David took off his jacket. He would have to leave shortly after dinner, he said.

Suzanne went upstairs. She was sleeping in Debbie’s old bedroom, which was decorated in a sugary pink. A glass tray on the dressing table contained a hotchpotch of girlie things: hair accessories, body paint, and oddly coloured lipsticks. The noticeboard on the wall was covered in photographs. Debbie as a little girl holding a kitten, grinning toothily. Debbie in her black graduation gown, shaking hands as she collected her certificate. Debbie in a long dress, grinning from ear to ear, a young man at her side.

A lump came to her throat. If only Laura’s life was as happy as Debbie’s.

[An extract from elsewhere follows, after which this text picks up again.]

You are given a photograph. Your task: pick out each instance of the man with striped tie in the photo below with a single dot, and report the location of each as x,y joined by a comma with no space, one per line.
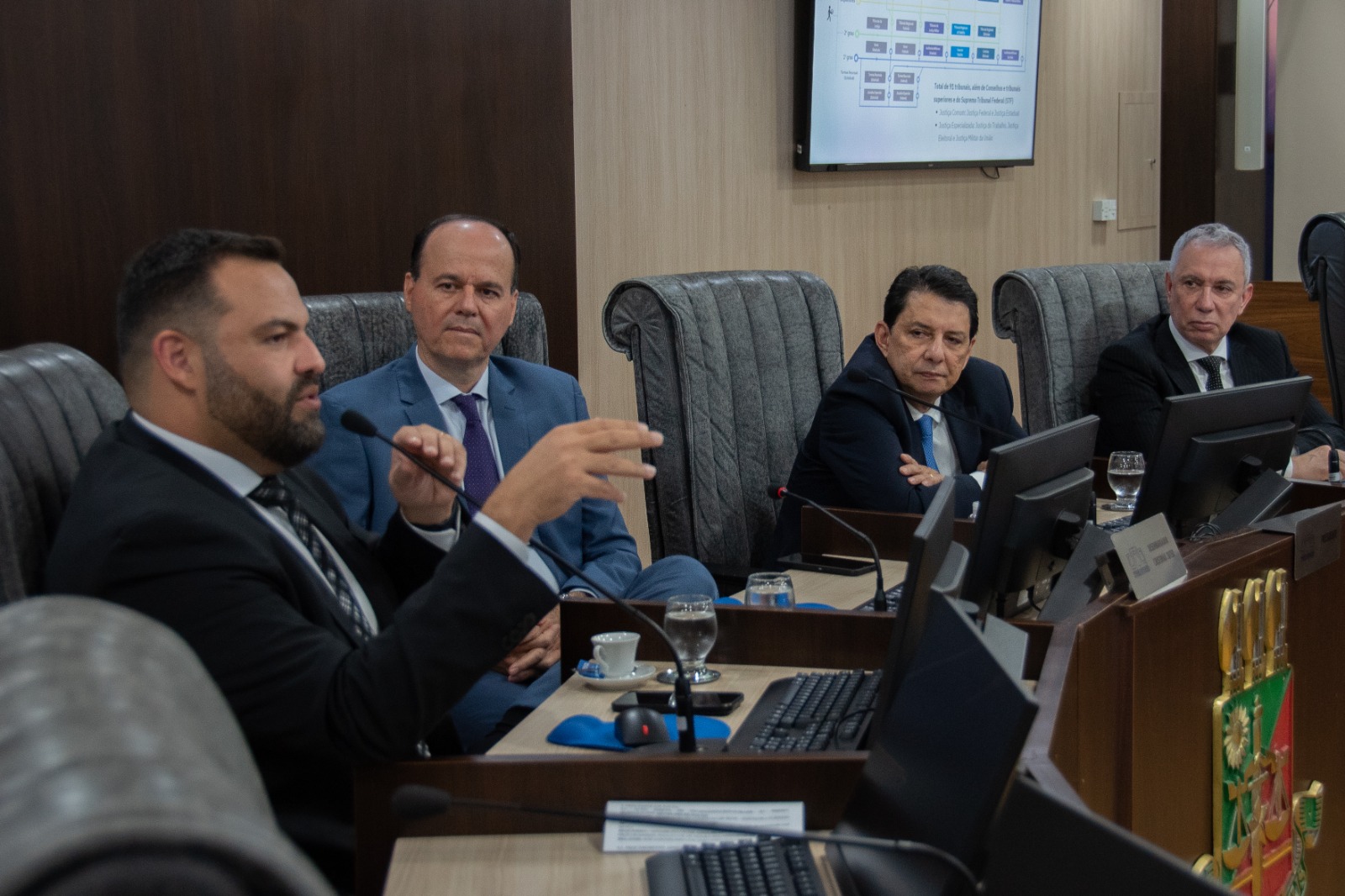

She took off her cardigan, put on a blouse, and retouched her lipstick.

Downstairs, the table was set for dinner. A vase of vivid red and yellow tulips stood in the centre. At each end, white dinner candles flickered. Suzanne sat at the place that had been laid for her, opposite David.

Katherine poured the wine. ‘Tuck in, guys. No need to be polite.’

David enthused about his latest project: converting his shed into an art studio. Suzanne pecked at her food. She wasn’t in the mood for talking.

‘What are the women like, at your firm?’ Katherine asked David, during a lull in the conversation, with a teasing smile. ‘Any talent there?’

‘I told you, Kate, I’m steering clear of women at the moment.’

‘I thought you said your divorce didn’t leave you bitter and twisted,’ Katherine continued playfully.

Suzanne put down her fork. Divorce. The word was so bleak, so final. If she left Paul, what would happen to her? Would she end up skittering between dating websites and meet-up groups like some of her divorced friends? How would she cope with the loneliness? How would she begin to rebuild her life?

She stared at the tulips. They were glorious. Yet within a week they’d be wilting, ready to be thrown away.

‘I don’t know how I’ll live without Paul,’ she said.

Katherine blinked at her, mouth open.

David spoke softly, as if to himself.

‘You think it’s the end of the world, when your marriage ends, but it’s not. It’s a new start, another chance to be happy.’

He didn’t know how she felt. He couldn’t possibly.

David’s eyes met hers. They seemed to contain the strength that she lacked, the assurance that she didn’t have. ‘You’re going to leave him, aren’t you?’

‘Yes,’ she replied, without hesitation. ‘I’m going to leave him.’

No one spoke; it shocked her too, but she would manage. Somehow.

‘Good on you, love,’ Katherine said.

Suzanne searched her pockets for a tissue. ‘I’m sorry about this.’

Katherine dabbed at her own eyes with a finger. ‘I’ll get the Kleenex.’

David stood, his arms open. ‘How about a hug?’

Although she hardly knew him, she didn’t hesitate. This was right. His arms enclosed her with a light pressure. She felt his heart beating and his warmth, and wished this simple touch could go on forever.

24

LAURA

30 APRIL 2011

Asluggish light slipped through the curtains. Laura raised her head from the pillow. A bee in her ear? No, someone was at the door. She turned over, hoping whoever it was would go away. Her dream caught mid-frame, trapped in her head.

A younger version of herself, holding Emma’s hand, walking towards the front door of her childhood home. The front door is on the latch. No one seems to be in, it is so quiet. They go upstairs. We can play in my room , she’s thinking, out of everyone’s way . She pushes open her bedroom door.